Start with a spinnerbait or chatterbait around the dock shade, then follow with a weightless soft jerkbait if the water is only lightly stained.
First move
- Throw a 3/8 oz spinnerbait like Blackwake Spinnerbait first if the rain has added a little color.
- If the water is muddy or the bass are reacting hard, switch to a Davy Jones’ Buzz over the outside corners early.
- Around the dock posts and shade lines, a 4.75” Twitch Jerkbait fished slow is the best finesse follow-up.
Why it should work
- Late spring bass around docks are often shallow and aggressive.
- After rain, bass commonly move to runoff, shaded edges, and current breaks; the evidence videos strongly point to post-rain feeding windows.
- Your weather shows partly cloudy, rising pressure, and wind from the south at 8 mph with higher gusts. That means the bite may be a bit more cautious than during falling pressure, so you want covering-water reaction baits first, then a slower bait if they don’t chase.
Videos to look at
- Chatterbait Fishing Lure Tips and How They Work Underwater
- Bass STACK Up Here After Rain!
- Where Bass Go After a Storm (And How to Catch Them)

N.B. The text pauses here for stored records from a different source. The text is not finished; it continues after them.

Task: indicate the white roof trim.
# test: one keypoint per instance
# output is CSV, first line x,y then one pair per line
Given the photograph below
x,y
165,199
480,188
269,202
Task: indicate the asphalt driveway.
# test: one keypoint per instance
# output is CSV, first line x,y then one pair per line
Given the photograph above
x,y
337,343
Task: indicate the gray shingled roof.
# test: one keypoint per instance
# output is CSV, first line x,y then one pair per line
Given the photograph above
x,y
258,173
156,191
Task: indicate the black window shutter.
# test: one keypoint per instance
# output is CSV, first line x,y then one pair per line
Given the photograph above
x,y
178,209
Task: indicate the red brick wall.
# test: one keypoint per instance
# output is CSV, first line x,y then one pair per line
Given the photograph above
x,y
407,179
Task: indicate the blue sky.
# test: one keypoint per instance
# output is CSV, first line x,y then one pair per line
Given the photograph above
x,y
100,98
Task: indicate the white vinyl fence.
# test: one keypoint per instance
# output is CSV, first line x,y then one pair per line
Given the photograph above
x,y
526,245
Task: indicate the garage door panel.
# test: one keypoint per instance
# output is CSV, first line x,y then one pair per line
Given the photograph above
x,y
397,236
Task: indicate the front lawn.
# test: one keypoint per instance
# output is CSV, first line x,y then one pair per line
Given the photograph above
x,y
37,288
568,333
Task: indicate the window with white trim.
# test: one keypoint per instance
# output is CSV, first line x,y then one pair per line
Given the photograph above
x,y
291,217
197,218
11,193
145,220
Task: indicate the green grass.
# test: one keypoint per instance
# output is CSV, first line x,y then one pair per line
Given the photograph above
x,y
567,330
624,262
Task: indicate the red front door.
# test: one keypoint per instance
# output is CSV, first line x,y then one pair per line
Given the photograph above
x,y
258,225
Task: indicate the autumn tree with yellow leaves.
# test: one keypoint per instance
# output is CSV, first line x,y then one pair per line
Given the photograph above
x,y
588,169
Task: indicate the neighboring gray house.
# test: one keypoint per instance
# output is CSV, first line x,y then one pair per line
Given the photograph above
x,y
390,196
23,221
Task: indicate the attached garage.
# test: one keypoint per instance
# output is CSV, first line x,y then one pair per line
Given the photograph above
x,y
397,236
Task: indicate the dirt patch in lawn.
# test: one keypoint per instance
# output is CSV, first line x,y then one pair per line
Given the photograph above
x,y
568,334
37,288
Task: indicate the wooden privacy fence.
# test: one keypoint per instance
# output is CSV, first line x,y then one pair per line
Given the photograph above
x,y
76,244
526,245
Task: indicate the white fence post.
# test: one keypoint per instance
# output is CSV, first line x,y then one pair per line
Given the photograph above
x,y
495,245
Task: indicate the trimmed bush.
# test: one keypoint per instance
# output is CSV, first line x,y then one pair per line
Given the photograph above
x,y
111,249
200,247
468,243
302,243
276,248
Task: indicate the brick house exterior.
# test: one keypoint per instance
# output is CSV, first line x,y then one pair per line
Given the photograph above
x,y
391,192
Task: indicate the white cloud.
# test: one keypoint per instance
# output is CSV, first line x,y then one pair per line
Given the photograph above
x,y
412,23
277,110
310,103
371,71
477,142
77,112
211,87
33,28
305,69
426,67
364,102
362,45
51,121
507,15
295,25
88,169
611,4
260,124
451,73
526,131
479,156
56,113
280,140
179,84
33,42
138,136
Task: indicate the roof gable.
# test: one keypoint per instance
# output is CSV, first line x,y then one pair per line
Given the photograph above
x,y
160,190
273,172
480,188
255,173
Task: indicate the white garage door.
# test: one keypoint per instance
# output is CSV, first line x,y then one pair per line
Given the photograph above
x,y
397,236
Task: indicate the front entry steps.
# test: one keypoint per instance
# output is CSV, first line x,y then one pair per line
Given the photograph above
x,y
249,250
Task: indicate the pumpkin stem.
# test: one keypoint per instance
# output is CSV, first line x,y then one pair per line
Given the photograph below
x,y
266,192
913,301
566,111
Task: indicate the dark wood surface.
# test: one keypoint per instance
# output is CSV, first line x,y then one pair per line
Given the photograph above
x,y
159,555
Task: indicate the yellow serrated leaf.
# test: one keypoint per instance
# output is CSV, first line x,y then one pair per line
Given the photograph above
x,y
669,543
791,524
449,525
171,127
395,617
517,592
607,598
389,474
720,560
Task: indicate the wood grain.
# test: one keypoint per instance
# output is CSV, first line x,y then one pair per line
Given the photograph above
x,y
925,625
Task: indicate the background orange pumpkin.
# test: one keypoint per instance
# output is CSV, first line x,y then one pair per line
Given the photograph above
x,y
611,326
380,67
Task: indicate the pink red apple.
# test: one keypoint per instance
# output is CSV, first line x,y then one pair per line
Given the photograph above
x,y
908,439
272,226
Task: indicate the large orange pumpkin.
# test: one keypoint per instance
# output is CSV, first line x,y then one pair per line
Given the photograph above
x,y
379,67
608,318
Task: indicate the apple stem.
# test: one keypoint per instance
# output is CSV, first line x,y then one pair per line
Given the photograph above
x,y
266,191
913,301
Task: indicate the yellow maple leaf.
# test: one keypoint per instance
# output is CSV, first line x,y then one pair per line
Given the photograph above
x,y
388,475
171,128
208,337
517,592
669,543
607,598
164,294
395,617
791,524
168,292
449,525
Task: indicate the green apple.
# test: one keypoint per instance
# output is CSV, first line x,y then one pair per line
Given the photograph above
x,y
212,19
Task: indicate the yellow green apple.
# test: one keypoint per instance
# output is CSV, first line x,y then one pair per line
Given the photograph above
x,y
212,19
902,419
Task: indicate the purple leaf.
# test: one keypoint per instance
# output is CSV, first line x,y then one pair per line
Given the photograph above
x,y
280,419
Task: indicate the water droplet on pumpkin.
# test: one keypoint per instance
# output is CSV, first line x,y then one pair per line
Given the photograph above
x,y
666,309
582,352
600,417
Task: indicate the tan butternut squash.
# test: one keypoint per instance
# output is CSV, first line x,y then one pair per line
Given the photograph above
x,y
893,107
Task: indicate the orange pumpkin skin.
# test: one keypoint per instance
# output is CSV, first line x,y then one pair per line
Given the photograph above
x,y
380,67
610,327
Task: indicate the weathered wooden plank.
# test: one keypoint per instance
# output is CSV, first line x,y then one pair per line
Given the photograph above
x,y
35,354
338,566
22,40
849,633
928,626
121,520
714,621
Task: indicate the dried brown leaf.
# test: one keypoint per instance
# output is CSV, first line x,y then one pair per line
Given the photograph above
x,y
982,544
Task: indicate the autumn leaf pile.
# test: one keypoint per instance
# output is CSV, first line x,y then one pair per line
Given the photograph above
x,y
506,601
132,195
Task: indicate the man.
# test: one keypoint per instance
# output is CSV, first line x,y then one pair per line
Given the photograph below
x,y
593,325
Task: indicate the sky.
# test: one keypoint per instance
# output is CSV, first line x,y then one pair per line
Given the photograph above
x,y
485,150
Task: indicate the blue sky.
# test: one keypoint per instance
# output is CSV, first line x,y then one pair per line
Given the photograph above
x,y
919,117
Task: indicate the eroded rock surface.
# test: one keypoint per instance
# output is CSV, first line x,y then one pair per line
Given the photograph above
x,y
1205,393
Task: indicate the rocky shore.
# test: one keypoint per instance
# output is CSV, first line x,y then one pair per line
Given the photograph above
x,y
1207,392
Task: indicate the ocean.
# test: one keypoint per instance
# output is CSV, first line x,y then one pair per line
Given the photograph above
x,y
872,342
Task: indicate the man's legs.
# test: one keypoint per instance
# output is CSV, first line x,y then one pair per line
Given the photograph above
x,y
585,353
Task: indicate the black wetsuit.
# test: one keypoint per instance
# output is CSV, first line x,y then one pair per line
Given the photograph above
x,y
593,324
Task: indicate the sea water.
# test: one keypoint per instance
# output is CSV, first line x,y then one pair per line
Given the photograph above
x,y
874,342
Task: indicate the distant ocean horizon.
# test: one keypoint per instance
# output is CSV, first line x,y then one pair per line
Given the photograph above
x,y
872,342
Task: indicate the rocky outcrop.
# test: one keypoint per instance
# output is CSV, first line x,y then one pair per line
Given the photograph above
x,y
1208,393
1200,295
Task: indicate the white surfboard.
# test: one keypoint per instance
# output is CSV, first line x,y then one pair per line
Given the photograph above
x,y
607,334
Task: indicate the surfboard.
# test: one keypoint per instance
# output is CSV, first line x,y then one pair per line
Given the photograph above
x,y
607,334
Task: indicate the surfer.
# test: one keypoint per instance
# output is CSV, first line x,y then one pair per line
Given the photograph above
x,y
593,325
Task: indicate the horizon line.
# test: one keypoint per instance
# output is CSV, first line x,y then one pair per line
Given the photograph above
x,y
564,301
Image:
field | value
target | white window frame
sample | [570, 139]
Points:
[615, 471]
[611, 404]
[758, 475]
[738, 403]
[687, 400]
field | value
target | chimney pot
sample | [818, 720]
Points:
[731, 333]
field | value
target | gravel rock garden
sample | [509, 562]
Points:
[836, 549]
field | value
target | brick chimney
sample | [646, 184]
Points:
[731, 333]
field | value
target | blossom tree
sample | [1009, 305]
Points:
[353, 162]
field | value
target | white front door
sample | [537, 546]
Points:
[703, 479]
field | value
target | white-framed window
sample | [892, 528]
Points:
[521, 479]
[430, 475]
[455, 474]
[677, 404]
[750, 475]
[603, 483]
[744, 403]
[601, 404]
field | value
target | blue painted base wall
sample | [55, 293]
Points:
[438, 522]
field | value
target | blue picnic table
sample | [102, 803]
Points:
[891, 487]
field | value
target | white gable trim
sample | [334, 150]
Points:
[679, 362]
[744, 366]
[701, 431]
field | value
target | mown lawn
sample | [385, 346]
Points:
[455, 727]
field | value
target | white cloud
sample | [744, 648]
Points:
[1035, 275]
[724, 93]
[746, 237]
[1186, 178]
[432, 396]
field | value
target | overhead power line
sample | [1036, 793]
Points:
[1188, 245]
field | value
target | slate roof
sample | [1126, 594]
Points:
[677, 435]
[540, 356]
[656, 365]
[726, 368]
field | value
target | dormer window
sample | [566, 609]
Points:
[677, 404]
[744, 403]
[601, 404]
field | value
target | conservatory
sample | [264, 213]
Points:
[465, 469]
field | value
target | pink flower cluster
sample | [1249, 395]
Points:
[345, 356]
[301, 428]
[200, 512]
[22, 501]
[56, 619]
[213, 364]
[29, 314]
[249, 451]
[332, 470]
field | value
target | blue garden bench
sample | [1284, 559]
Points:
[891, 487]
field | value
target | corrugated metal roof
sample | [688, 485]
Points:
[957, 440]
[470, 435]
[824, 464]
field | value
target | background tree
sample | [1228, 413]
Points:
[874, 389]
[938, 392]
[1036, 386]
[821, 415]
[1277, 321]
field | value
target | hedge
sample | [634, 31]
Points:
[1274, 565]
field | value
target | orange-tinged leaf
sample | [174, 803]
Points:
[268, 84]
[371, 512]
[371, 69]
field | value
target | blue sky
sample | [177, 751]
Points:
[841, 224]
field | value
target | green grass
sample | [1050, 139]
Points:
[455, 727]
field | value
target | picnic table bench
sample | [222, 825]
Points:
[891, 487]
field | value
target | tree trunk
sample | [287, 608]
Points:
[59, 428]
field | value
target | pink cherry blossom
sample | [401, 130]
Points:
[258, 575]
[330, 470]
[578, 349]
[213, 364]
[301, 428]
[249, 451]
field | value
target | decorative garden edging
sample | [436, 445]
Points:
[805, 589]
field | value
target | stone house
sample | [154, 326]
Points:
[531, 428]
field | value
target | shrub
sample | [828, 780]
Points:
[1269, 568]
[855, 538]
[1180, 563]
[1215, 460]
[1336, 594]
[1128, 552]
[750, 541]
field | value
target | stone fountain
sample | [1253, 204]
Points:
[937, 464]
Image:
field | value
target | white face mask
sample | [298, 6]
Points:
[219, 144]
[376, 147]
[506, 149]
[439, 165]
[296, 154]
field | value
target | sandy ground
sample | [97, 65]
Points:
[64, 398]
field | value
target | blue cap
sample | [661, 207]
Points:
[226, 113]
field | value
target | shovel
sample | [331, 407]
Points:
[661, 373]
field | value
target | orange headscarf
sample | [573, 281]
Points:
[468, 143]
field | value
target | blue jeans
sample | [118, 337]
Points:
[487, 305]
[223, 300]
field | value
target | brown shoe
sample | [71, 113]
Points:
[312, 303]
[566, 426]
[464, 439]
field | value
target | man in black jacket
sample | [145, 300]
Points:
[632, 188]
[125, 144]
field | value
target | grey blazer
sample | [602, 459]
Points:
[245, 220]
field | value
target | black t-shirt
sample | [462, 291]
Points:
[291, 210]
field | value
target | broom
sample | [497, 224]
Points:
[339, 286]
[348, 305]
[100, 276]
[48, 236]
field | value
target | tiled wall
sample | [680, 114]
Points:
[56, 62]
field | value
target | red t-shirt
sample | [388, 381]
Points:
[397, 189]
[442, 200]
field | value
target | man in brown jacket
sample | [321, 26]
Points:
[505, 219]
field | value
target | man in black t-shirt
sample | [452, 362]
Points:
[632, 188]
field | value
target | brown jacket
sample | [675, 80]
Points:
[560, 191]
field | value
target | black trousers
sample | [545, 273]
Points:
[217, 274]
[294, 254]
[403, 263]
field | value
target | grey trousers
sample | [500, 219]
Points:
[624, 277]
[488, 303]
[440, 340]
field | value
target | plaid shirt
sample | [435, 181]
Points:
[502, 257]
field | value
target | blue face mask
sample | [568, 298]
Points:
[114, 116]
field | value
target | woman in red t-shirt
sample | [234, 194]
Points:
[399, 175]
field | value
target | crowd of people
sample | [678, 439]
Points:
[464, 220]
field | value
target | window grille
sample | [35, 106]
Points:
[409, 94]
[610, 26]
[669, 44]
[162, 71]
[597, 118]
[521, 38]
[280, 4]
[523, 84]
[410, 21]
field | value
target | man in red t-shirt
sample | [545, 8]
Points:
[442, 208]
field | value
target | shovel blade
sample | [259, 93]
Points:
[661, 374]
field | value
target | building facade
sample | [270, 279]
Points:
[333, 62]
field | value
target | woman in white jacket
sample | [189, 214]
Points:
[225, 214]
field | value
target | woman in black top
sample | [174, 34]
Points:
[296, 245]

- Bass Fishing With Topwater IN THE RAIN
Products/lures to compare
- Blackwake Spinnerbait for stained water and dock shade
- Davy Jones’ Buzz for low-light surface strikes
- 4.75” Twitch Jerkbait for dock posts, skips, and pause bites
- Amazon options: Rapala ClapTail 110 topwater and soft swimbaits / hard bait kits for reaction fishing
Adjust if
- Clearer water: go with the jerkbait first, twitch-pause under the dock.
- More mud: go louder/bigger with the buzzbait or spinnerbait.
Next cast: skip the spinnerbait to the darkest dock corner, burn it 3–4 cranks, then kill it beside a post.